Best Practice when Writing PySpark DataFrames to MySQL

df_tsv = spark.read.csv(tsv_file, sep=r'\t', header=True)
df_tsv.write.jdbc(url=mysql_url, table=mysql_table, mode="append", properties={"user":mysql_user, "password": mysql_password, "driver": "com.mysql.cj.jdbc.Driver" })


java.lang.ClassNotFoundException: com.mysql.cj.jdbc.Driver

The first thing that I want to know is how I can solve the above issue.
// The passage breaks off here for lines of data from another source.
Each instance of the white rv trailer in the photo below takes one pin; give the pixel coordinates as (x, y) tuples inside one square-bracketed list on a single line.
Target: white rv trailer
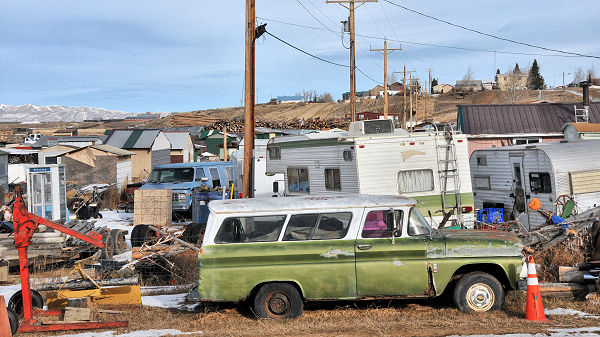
[(373, 158), (509, 177)]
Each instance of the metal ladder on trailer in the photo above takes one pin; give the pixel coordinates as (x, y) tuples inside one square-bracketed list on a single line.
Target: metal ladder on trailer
[(448, 172)]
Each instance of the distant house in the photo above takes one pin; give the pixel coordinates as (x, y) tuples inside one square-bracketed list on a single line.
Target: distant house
[(442, 89), (182, 148), (289, 99), (98, 164), (498, 125), (151, 147), (469, 85)]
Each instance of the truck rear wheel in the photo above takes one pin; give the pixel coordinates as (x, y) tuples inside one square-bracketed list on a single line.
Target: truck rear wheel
[(278, 301), (479, 292)]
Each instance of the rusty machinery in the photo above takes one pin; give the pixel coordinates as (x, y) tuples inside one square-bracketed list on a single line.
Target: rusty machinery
[(25, 225)]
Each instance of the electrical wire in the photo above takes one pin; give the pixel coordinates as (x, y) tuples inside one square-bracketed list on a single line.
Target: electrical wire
[(491, 35), (422, 43), (320, 58)]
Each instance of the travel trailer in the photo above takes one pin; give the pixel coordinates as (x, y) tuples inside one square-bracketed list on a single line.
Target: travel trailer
[(509, 177), (373, 158)]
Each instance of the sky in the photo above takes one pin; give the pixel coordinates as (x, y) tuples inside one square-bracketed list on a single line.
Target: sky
[(141, 56)]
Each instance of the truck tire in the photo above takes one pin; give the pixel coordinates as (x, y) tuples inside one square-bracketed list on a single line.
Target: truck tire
[(141, 234), (278, 301), (16, 301), (119, 243), (13, 320), (479, 292)]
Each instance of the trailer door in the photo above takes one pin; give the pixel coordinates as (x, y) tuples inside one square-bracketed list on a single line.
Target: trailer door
[(520, 209)]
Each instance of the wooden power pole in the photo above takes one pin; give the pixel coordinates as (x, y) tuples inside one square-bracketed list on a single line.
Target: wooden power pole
[(250, 24), (385, 51), (351, 8)]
启动 Spark 会话时需要传递 JDBC 连接器 https://spark.apache.org/docs/latest/sql-data-sources-jdbc.html

Secondly, I would like to know what the best practice is when writing data from Spark to databases like MySQL. For instance, is there an option to make it so that data from a given column in the DataFrame is stored in a specified column in the table? Or should the column names of the table be the same as those of the DataFrame?

是的,数据框列名将与 table 列名匹配。

The other option that I can think of here is to convert the DataFrame to say, a list of tuples and then use something like the mysql-python-connector to load the data into the database,

rdd = df.rdd

b = rdd.map(tuple)

data = b.collect()

# write data to database using mysql-python-connector

不,永远不会这样做,这将破坏使用 Spark(分布式计算)的所有目的。查看上面的 link,您会发现一些关于从哪里开始以及如何 read/write from/to JDBC 数据源的好建议。